Der Streckenplan leuchtete grellrot auf. Eddie drehte sich zum Revolvermann um. Roland setzte hastig einen gefassten Gesichtsausdruck auf, aber zuvor hatte Eddie noch etwas Schreckliches darin entdecken können: einen kurzen Ausdruck vollkommener Hoffnungslosigkeit. Eddie hatte solch eine Miene noch nie gesehen; nicht, als Roland von den Bissen der Monsterhummer gefährlich verletzt worden war; nicht, als Eddie seinen Revolver auf ihn gerichtet hatte; nicht einmal, als der abscheuliche Gasher ihren Jake gefangen genommen hatte und mit ihm in Lud verschwunden war.
»Was machen wir jetzt?«, fragte Jake. »Eine zweite Runde für uns vier ausdenken?«
»Ich glaube, das hätte wenig Sinn«, sagte Roland. »Blaine muss tausende Rätsel kennen – möglicherweise Millionen –, und das ist nicht gut. Schlimmer allerdings, viel schlimmer, ist die Tatsache, dass er die Technik von Rätseln versteht… die Stelle, die der Verstand aufsuchen muss, damit er sich Rätsel ausdenken und sie lösen kann.« Er drehte sich zu Eddie und Susannah um, die wieder die Arme umeinander gelegt hatten. »Habe ich damit Recht?«, fragte er. »Stimmt ihr mir zu?«
»Ja«, sagte Susannah, und Eddie nickte widerwillig. Er wollte nicht zustimmen… aber ihm blieb keine Wahl.

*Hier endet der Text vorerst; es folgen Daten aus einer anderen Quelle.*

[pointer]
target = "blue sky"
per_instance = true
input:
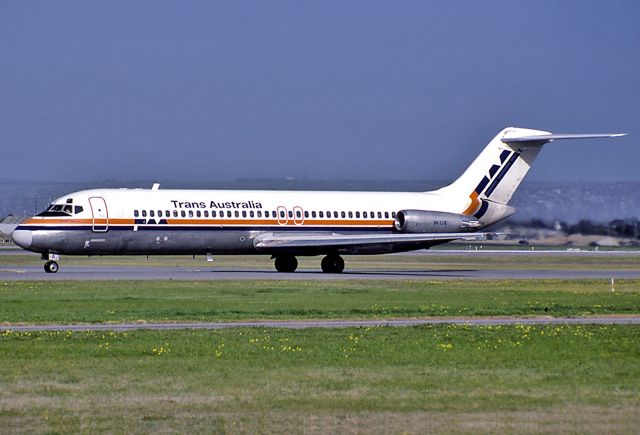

»Und?«, sagte Jake. »Was sollen wir tun, Roland? Ich meine, es muss doch einen Ausweg geben… Oder nicht?«
Lüg ihn an, du Dreckskerl, sandte Eddie seine Gedanken verbissen in Rolands Richtung.
Roland, der den Gedanken vielleicht sogar gehört hatte, gab sich jedenfalls größte Mühe. Er strich Jake mit der verstümmelten Hand über das Haar und zerzauste es. »Ich glaube, es gibt immer einen Ausweg, Jake. Die entscheidende Frage ist, ob wir genug Zeit haben, das richtige Rätsel zu finden, oder nicht. Er hat behauptet, er braucht etwas weniger als neun Stunden für seine Route…«
»Acht Stunden und fünfundvierzig Minuten«, warf Jake ein.